TrueDemand has invested significant resources in what Peters calls the "science" of using RFID data. He noted what many anticipate will be a torrent of RFID data as deployments expand, saying that current infrastructures, which were typically designed to process data in batches, are simply not equipped to handle the onslaught. Compounding the problem, much of the data will be "dirty," that is, it will lack a structure and consistency that would otherwise make it more easily actionable. The science which TrueDemand has built into its applications (and for which the company has six patents pending) will allow the copious amounts of dirty information to be processed and filtered in a way that brings value and avoids the meltdown of legacy systems. "In a world where the data isn't going to be 100% clean or 100% accurate, how will we provide value to clients? Well, you don't actually need 100% cleanliness or accuracy; you just need to be able to find the key piece of information. And that's what our scientists have been working on."

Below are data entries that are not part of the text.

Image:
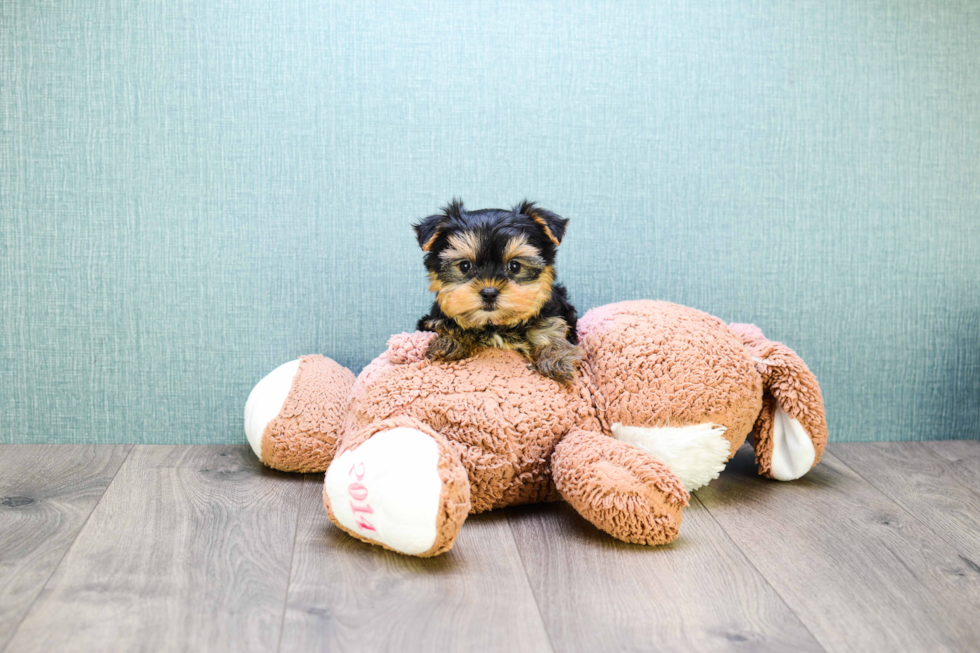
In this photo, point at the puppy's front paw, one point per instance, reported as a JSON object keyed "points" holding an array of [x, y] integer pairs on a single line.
{"points": [[558, 363], [446, 348]]}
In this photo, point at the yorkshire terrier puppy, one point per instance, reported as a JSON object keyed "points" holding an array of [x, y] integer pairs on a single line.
{"points": [[493, 272]]}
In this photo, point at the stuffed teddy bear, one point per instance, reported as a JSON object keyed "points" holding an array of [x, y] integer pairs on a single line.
{"points": [[664, 397]]}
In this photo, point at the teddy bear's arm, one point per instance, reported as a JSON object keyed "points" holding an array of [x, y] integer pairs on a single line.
{"points": [[621, 489]]}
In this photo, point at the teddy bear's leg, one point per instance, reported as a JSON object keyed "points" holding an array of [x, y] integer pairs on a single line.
{"points": [[790, 433], [399, 484], [266, 400], [294, 416], [696, 454], [618, 487]]}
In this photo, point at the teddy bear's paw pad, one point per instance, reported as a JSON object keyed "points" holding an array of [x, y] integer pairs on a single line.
{"points": [[792, 449], [388, 489], [696, 454], [266, 400]]}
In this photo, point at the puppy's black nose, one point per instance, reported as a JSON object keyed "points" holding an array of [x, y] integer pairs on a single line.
{"points": [[489, 294]]}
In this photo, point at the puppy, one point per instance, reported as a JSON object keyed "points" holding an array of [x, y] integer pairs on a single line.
{"points": [[494, 277]]}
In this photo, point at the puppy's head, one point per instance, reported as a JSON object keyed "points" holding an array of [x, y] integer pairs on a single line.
{"points": [[491, 266]]}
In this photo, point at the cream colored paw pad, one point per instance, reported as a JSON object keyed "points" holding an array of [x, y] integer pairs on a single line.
{"points": [[266, 400], [696, 454], [388, 489], [792, 449]]}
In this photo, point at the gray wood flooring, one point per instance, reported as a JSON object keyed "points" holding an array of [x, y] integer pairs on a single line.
{"points": [[160, 548]]}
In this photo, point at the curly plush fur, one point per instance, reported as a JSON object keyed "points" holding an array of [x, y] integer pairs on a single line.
{"points": [[665, 396]]}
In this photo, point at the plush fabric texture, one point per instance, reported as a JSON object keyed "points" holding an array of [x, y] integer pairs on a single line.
{"points": [[789, 381], [660, 364], [507, 435], [454, 500], [303, 437], [619, 488]]}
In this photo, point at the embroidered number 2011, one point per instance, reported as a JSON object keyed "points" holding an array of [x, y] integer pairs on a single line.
{"points": [[359, 498]]}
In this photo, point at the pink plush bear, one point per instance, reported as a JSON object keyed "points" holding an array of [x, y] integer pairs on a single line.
{"points": [[664, 397]]}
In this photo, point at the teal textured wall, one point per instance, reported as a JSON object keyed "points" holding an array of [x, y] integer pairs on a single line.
{"points": [[194, 192]]}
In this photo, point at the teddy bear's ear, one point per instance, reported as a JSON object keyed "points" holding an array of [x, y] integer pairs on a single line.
{"points": [[428, 229], [790, 433], [552, 224]]}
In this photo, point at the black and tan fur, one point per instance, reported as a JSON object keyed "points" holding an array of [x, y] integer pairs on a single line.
{"points": [[509, 257]]}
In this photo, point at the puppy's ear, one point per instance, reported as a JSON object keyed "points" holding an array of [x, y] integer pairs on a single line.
{"points": [[552, 224], [428, 229]]}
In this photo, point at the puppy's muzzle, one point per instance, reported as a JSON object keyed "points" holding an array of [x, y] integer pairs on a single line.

The company is backed by $6 million in venture funding from Mayfield and Bay Partners. It was a founding sponsor of EPCglobal and is a long-time participant in the organization's Business Action Group. Peters could not divulge which companies are currently using the TrueDemand software, but he said that announcements to that effect will be made at the EPCglobal conference next month in Atlanta.

The RFID application space is expected to receive increasing attention and investment over the coming year or two as hardware matures, second generation products are introduced, and deployments stabilize to the point where companies start seeking business value from the new data. (RFID applications are not to be confused with middleware, a market segment that ABI Research predicts will experience a shakeout, not growth, in the coming six to nine months.) It is at the application layer of the RFID ecosystem where many predict the most compelling opportunities for new business processes and transformative change will lie. To date, the space has been relatively vacant. TrueDemand's entrance, therefore, marks the beginning of the end of this quiet; competitors are sure to spring up in quantity.